Tech Tip: Brushing Up on Tire Math Basics Minimizes Customer Headaches

# Tech Tip: Brushing Up on Tire Math Basics Minimizes Customer Headaches

#### Given the thousands of options available, it has become more than a little difficult to keep up with tire math. Vehicle makers have presented dealers with the opportunity to stock more SKUs than ever before - and that trend continues.

By Steve LaFerre
Senior Editor
TIRE REVIEW Magazine

Given the thousands of options available, it has become more than a little difficult to keep up with tire math. Vehicle makers have presented dealers with the opportunity to stock more SKUs than ever before – and that trend continues.

Take a look at aspect ratios, for example. The once dominant 75-series has given way to 60-, 55- 50-, 45- and 40-series and lower still. Your job is to let customers know that while these tires may have the same outside diameter and approximately the same total footprint area, there are some differences.
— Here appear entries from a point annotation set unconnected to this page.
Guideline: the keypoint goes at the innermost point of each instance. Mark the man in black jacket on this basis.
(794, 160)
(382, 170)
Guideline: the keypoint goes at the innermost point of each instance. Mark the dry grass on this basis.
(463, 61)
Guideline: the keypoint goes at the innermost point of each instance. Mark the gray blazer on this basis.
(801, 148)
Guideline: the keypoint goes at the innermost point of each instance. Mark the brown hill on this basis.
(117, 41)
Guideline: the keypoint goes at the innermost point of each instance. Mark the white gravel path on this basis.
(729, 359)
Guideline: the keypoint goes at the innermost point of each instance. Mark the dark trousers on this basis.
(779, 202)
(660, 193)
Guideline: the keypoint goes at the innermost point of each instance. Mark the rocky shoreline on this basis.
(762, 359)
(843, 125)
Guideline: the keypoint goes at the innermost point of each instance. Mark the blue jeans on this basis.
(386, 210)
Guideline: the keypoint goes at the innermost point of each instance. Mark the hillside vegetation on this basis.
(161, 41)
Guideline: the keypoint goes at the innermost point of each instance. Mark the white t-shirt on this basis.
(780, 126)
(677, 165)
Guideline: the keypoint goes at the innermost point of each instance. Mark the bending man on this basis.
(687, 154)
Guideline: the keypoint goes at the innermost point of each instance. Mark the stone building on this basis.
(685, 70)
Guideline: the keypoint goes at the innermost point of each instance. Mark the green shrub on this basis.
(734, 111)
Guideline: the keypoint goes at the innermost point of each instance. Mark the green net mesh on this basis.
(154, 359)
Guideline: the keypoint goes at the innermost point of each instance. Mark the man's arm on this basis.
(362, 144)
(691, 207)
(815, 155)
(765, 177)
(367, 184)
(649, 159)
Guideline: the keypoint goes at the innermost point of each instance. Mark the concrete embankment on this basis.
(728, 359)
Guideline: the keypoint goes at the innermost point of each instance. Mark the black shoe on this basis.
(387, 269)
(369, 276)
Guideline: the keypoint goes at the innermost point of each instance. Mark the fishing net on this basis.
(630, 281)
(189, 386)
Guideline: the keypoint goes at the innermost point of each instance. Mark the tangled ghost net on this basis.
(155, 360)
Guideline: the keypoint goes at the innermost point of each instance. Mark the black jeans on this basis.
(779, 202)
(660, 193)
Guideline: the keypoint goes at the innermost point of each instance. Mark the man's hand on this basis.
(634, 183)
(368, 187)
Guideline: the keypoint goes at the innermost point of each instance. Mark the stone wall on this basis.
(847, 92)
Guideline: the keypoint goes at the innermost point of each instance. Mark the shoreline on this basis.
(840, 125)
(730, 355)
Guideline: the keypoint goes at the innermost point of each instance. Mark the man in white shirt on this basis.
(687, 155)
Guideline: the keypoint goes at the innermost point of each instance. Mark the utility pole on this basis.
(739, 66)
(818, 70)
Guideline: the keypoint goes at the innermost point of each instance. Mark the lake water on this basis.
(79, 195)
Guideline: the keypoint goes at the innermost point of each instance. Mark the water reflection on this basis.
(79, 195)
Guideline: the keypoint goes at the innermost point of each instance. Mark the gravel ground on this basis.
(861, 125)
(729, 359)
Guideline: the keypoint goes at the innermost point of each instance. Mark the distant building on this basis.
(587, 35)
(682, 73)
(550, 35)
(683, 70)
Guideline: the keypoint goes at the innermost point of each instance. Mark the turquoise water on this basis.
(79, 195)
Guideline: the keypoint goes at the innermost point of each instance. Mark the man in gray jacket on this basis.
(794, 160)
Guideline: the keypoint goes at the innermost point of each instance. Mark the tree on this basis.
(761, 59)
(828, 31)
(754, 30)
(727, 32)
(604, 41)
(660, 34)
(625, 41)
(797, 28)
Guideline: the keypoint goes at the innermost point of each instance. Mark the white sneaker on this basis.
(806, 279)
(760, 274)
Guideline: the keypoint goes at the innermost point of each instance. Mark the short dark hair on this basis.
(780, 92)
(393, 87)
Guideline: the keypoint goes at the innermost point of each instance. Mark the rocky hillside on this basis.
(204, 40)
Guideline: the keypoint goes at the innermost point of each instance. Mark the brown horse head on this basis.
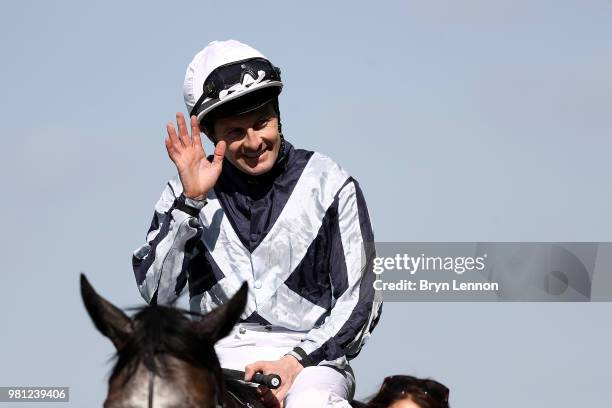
(164, 359)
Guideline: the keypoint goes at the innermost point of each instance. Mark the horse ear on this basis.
(219, 323)
(107, 318)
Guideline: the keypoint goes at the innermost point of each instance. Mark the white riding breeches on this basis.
(314, 387)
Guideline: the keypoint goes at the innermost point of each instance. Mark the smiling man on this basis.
(290, 222)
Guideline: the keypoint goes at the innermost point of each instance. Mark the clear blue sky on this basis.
(466, 120)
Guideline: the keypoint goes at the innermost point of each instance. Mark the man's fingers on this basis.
(219, 153)
(182, 133)
(172, 134)
(195, 133)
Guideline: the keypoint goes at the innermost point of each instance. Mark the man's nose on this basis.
(252, 141)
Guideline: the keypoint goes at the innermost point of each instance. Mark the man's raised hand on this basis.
(198, 175)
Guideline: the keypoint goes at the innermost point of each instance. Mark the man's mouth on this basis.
(254, 155)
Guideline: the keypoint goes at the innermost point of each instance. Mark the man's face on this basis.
(252, 139)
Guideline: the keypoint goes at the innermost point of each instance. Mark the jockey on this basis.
(290, 222)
The higher the aspect ratio, the longer and narrower the footprint area will be. For your customers driving in snow-belt weather this is a good choice for slicing through snow and slush. A lower aspect ratio tire has a wider footprint area, which isn’t necessarily good for snow and slush (unless you find a snowflake symbol on the sidewall).

Unless you want to get to the fine print, there is no real math to this – at least as far as your customer is concerned. Suffice it to say, wider is not better in the winter, but is great for cornering when warmer weather breaks.

Tire math – even without complex equations – is still very important for any tireman to understand, especially when it comes to proper fitment and, most importantly, load carrying capabilities.

One of the most common math problems you’ll face has to do with replacing low profile radials. Often, you’ll find that a lower profile replacement tire has approximately the same outside diameter as a high aspect ratio OE unit. Many times, the difference is only a fraction of an inch, so chances are good that it will fit the vehicle. However, you must still physically check clearances on the vehicle. Neither you nor the customer wants an after-sale surprise.

When you change aspect ratios, you have to consider load capacity. Here’s an example: Say your customer wants a bigger footprint, and wants to move from a 70-series OE tire to a 60-series replacement. Let’s say the outside diameters are virtually the same, and you checked the clearances. Now you need to get out your load-inflation tables and make sure the new tire has at least enough inflation pressure to match the load capacity of the OE tires.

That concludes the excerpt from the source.